Inflation has stayed mostly in check over the past three decades, and often ran below most developed markets’ central bank mandates. The Covid-19 crisis and the policy direction that the Federal Reserve and US government have since taken, has, again, led to a lively debate about the likely path of inflation. Many think this debate is a non-starter.
However, some – and select market data suggest the same – believe the Fed has ‘out-doved’ itself, suggesting inflation may not remain ‘transitory’. Any growing risk of uncontrolled inflation, which might push the Fed’s hand in changing tack on its monetary policy path sooner than signalled, will, most likely, rattle markets and test the US government’s determination to continue stimulating. Investors are, as a result, keeping a close eye on inflation.

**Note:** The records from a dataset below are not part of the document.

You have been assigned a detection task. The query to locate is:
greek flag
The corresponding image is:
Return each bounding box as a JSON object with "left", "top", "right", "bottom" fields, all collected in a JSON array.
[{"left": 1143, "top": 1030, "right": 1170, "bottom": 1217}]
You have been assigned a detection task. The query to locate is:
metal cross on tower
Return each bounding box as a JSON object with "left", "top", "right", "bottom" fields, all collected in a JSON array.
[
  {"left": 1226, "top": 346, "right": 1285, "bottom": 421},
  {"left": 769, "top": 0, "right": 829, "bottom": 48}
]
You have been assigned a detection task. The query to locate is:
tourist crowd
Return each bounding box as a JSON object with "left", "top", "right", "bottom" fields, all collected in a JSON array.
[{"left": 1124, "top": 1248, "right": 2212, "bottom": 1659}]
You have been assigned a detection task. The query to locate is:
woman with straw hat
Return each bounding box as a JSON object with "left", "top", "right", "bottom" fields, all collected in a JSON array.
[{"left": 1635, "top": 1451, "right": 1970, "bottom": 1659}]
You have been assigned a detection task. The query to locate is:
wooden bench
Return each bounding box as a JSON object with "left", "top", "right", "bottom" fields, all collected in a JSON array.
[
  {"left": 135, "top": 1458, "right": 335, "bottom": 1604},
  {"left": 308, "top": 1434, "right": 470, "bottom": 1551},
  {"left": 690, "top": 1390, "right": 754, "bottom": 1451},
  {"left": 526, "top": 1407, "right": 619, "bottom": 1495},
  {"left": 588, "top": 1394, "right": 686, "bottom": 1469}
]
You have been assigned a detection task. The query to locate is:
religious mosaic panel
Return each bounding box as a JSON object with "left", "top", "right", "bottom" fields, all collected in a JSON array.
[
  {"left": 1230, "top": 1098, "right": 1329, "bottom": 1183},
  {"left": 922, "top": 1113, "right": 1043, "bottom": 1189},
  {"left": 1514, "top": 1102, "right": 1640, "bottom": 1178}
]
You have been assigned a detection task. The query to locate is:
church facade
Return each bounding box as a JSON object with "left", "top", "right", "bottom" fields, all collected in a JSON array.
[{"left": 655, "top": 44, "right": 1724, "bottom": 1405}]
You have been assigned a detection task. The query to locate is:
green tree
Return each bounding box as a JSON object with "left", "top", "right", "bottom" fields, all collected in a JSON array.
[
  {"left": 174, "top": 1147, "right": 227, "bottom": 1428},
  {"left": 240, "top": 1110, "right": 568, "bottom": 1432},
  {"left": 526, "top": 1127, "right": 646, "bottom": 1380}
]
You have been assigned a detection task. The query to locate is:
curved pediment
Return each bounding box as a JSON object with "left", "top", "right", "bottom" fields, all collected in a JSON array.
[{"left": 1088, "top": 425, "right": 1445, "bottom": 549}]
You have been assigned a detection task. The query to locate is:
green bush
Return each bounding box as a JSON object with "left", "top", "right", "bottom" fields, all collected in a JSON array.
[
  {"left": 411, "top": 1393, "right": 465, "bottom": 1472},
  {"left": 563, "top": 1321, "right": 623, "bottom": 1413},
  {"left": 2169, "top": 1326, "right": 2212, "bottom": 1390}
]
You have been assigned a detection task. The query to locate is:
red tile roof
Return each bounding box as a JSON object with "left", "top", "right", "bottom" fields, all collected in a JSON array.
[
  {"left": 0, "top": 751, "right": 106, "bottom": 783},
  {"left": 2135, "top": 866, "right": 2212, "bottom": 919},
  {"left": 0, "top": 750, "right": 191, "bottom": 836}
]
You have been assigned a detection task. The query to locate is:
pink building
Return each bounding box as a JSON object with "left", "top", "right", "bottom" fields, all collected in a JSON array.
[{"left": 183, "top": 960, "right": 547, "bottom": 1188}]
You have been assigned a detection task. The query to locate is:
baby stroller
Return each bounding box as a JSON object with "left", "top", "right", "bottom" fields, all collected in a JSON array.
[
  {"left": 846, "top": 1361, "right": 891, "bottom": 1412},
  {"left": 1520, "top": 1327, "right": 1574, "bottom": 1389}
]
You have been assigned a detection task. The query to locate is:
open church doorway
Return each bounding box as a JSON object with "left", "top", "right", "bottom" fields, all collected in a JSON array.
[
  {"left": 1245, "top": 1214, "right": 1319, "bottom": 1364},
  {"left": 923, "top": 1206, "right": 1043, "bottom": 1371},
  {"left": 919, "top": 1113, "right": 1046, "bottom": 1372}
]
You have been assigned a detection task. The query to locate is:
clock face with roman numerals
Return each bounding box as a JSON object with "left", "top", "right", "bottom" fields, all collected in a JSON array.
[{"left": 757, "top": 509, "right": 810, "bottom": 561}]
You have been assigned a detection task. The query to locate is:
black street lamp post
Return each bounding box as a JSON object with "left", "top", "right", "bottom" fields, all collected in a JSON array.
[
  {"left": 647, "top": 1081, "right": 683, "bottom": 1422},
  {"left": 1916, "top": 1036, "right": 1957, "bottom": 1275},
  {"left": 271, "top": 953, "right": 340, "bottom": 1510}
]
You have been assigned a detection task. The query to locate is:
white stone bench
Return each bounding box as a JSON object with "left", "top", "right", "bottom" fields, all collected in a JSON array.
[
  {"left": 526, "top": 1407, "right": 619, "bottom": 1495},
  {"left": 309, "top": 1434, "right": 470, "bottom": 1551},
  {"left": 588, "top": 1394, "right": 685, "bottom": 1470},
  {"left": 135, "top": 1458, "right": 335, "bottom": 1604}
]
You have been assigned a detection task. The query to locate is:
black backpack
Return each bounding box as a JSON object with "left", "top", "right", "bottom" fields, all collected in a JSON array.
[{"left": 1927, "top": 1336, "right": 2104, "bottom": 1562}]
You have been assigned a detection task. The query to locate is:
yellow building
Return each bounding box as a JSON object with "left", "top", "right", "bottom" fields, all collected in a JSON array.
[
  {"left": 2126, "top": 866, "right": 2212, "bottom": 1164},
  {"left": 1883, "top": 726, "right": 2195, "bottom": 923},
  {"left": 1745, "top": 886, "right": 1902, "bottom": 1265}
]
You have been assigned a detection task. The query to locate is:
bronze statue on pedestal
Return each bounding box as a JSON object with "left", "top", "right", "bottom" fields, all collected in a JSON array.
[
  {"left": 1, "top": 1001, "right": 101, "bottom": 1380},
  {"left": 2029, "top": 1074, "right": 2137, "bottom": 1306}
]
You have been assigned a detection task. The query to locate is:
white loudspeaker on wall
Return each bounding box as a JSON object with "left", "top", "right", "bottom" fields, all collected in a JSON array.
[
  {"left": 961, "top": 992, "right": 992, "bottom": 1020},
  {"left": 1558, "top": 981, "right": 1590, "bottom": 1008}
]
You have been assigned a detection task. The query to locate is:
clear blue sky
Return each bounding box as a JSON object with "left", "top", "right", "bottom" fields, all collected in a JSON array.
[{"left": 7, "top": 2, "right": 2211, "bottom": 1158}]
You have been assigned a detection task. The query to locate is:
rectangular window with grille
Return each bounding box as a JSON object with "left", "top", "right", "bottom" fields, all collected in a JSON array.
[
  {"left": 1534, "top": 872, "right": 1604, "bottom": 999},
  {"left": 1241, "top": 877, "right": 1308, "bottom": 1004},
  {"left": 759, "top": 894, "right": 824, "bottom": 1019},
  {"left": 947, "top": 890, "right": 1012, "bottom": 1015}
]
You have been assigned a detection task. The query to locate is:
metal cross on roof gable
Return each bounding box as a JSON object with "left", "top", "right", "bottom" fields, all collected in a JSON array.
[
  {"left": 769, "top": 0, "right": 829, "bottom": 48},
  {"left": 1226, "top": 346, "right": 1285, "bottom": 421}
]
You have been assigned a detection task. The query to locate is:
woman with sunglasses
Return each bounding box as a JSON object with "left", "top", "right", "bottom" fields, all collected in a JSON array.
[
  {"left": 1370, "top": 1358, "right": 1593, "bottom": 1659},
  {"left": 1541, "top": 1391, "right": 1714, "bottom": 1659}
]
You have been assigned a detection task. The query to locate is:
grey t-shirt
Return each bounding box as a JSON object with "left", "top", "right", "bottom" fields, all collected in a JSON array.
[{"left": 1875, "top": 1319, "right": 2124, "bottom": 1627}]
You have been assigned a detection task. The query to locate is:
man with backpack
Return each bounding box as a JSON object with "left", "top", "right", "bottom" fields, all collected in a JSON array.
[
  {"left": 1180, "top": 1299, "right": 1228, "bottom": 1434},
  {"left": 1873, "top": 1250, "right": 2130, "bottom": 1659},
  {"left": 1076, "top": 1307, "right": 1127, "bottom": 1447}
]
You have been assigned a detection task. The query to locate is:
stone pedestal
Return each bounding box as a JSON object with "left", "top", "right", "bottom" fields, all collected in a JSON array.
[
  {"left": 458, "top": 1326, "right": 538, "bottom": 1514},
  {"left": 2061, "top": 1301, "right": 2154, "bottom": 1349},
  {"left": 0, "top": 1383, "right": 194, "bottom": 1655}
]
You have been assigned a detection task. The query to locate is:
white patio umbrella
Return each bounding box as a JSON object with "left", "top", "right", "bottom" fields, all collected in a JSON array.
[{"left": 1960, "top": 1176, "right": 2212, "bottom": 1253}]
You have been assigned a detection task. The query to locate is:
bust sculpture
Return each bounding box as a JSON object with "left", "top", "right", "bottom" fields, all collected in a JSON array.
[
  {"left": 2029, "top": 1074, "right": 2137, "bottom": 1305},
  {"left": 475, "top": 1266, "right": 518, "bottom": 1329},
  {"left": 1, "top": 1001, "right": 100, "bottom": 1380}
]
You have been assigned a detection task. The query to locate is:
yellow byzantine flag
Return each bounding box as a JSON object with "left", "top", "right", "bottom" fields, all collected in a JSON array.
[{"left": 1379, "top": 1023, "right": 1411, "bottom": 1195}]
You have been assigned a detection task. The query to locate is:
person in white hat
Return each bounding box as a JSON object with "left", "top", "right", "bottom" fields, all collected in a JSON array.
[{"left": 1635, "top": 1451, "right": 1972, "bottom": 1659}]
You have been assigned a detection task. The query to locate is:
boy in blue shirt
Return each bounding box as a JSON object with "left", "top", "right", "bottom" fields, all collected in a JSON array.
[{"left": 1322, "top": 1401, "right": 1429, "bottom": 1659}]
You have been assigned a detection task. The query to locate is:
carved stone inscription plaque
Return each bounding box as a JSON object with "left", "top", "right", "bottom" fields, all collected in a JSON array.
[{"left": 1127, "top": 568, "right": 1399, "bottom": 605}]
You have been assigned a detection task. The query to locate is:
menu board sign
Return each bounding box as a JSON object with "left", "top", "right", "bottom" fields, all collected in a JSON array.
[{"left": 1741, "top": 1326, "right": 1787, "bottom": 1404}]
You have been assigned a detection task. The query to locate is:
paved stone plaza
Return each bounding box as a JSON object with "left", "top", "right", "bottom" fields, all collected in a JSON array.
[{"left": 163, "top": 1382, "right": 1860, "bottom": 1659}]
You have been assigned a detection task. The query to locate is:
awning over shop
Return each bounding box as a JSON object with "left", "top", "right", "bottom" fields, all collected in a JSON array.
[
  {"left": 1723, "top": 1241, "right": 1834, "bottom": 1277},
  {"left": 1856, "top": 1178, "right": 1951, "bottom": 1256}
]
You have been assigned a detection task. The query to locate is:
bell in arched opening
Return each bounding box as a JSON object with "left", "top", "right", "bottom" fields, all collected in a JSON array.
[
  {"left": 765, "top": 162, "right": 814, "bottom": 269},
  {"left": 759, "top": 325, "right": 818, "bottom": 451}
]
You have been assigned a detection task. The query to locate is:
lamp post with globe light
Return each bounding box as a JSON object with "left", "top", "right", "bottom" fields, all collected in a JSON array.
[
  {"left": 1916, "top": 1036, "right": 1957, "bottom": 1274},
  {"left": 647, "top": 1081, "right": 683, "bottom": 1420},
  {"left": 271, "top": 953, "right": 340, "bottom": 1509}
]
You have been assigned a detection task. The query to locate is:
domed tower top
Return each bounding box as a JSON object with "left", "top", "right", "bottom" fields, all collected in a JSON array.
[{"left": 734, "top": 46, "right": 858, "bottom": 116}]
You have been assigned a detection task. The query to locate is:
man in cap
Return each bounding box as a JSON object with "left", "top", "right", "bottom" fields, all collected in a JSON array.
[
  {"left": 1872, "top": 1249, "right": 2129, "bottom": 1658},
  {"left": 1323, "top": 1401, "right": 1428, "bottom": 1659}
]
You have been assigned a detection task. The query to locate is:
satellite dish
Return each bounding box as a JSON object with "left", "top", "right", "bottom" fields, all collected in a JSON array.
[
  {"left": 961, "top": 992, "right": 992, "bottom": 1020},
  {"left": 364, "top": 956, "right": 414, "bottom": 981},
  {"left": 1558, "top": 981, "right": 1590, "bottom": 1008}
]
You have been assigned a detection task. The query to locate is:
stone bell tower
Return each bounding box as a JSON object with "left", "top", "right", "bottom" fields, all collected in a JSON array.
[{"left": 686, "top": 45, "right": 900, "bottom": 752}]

In the first of a series of notes we propose a systematic technique of identifying inflationary regimes and measure the performance of key asset class benchmarks and alternatives in those regimes. We show that systematic macro and trend following strategies perform well during inflationary regimes, outperforming both during periods of higher levels of inflation, and, especially during periods featuring a higher rate of change in the level of inflation. Throughout, we opine on what inflation could mean for asset allocation, how markets typically react to inflationary news, how well they forecast future inflation, and discuss some of the implications for a rising inflation regime. We focus on the US case.